Interest Incurred on Late CPF Contributions: You’ll be subjected to interest by the CPF Board when you fail to make the CPF contributions to the Board within the deadline. The CPF Act clearly states that if you fail to make your CPF contribution within the stipulated timeline, it will be treated as an offence. The late interest you’re liable to pay is treated as a penalty and will not come under tax-deductible category.
Interest Incurred on Late Payment of Fees to a Management Corporation for a Strata Title Plan (MCST): A late payment interest will be levied on you if you fail to make your contributions to MCST within the prescribed deadline. A late payment interest will be considered for tax deduction only when it is incurred during the generation of income.
Interest Incurred on Loans to Refinance Earlier Loans or Borrowings: Any Interest expense you incurred on borrowings or taking loans in order to finance income-generating assets will be tax-deductible. Also, you need to comply with certain conditions to qualify for this.
Medical Expenses: As an employee, your medical expenses will be taken into consideration for tax deduction. However, to qualify for tax deduction, a cap (1% of your complete remuneration accumulated for the year) will be applicable.
Motor Vehicle Expenses: Any motor vehicle expense you incurred on your goods & commercial vehicle (bus, lorry, and van) are tax-deductible.
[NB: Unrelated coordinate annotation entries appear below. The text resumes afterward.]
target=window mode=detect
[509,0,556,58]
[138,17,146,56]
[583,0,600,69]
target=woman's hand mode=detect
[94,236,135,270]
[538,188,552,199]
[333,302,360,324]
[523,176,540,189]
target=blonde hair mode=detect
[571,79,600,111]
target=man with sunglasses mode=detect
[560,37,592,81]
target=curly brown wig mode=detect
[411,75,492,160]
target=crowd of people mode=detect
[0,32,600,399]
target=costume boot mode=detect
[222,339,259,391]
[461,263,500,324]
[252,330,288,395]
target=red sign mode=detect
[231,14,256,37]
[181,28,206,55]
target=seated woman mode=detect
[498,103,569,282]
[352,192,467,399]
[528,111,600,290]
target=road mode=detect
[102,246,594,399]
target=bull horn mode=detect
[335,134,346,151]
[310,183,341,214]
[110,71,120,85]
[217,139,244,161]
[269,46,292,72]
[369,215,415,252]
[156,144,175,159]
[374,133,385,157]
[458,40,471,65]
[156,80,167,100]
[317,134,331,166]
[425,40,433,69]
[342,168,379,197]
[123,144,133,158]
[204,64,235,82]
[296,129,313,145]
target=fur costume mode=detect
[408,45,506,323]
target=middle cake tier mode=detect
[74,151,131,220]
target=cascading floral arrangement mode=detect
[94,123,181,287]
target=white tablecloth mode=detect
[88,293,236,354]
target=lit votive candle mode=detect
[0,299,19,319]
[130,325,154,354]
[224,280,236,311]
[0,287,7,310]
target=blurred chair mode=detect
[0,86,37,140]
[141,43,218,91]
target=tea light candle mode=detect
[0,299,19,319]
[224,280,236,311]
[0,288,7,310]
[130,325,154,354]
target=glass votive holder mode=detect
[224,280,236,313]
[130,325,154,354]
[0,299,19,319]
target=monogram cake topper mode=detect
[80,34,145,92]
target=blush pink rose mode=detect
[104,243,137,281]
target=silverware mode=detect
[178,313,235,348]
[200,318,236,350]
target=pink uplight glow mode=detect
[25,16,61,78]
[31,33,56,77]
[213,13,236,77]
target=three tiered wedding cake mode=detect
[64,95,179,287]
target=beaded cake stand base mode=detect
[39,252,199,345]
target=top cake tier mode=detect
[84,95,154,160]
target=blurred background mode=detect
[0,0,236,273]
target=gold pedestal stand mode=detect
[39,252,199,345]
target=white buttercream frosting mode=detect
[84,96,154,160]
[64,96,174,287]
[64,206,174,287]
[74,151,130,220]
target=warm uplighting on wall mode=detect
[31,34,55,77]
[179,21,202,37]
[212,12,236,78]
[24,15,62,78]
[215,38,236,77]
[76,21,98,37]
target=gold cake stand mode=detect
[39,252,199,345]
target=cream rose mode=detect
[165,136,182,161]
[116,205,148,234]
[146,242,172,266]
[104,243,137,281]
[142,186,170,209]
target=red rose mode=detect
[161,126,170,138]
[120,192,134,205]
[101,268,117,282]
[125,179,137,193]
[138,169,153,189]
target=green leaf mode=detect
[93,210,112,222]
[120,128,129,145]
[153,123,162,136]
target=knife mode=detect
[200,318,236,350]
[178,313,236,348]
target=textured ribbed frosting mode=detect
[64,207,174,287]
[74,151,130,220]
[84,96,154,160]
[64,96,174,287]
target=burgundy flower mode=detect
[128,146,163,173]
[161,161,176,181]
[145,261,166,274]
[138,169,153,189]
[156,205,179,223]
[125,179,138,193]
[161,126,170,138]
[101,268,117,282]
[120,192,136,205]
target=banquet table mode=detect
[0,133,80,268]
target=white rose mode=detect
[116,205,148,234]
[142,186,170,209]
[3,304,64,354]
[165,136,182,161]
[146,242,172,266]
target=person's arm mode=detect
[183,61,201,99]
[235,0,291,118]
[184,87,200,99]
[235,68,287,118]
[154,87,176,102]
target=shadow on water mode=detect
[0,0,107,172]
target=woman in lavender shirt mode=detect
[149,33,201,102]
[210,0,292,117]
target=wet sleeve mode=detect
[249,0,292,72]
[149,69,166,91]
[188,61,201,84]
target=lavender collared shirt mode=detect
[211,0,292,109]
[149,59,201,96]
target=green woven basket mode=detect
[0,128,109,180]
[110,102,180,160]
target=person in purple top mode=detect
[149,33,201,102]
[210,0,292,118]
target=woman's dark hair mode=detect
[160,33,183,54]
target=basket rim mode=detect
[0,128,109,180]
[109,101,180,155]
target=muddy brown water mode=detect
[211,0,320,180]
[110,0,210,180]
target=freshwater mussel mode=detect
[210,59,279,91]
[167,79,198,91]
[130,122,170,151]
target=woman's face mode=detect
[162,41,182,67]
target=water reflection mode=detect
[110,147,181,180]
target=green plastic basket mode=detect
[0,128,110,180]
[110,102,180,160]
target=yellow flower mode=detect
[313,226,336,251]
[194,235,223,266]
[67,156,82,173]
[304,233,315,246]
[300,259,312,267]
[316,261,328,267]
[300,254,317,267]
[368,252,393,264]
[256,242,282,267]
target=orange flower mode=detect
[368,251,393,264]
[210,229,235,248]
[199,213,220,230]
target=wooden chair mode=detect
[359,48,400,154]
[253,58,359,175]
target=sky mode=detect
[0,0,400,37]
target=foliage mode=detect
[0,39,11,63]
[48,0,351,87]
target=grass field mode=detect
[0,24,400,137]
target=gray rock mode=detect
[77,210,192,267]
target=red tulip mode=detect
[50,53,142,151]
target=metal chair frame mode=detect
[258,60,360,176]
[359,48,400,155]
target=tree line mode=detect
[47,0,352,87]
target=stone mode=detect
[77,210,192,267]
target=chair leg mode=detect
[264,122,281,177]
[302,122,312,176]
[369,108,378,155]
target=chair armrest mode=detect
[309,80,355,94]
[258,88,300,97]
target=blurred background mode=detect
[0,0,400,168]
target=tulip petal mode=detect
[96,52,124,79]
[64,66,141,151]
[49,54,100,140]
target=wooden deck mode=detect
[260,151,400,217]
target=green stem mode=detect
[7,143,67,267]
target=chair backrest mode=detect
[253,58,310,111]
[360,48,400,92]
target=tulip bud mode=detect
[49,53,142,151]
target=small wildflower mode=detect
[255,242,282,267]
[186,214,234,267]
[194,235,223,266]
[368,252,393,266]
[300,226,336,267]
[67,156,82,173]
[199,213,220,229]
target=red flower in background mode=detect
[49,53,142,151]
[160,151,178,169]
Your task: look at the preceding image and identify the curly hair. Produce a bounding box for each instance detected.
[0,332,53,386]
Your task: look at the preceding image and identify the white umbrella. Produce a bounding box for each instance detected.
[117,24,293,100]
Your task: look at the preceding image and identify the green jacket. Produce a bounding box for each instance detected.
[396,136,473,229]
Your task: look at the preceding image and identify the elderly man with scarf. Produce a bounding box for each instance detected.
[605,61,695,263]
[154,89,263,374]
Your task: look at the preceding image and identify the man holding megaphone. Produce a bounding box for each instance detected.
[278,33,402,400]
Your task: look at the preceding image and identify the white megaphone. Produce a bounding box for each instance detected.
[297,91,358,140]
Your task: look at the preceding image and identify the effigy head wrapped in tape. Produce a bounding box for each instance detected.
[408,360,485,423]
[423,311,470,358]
A motor vehicle expense can be maintenance charges, repairs, fuel costs, and parking charges.
Private Hire Car Expenses: From the 2014 Year of Assessment, the motor vehicle expenses you incurred for using foreign cars (rental) out of Singapore (example: a rental car you used in Malaysia for business purposes) will be considered for tax deduction. To qualify for tax deduction, you must have utilised the cars exclusively for business-related reasons.
Business Losses and Unutilised Capital Allowances: To bring down the tax you’re liable to pay, you can choose to use your business losses and unused capital allowances in order to balance out the income on which you will be taxed.
Double Tax Deduction for Internationalisation Scheme: Under this scheme, as a business owner you can raise a claim for double tax deduction automatically on eligible costs that you’ve incurred between 1 April 2012 and 31 March 2020. An expenditure cap will be applicable. If you comply with the eligibility criteria, you’ll qualify for double tax deduction without any need for approval.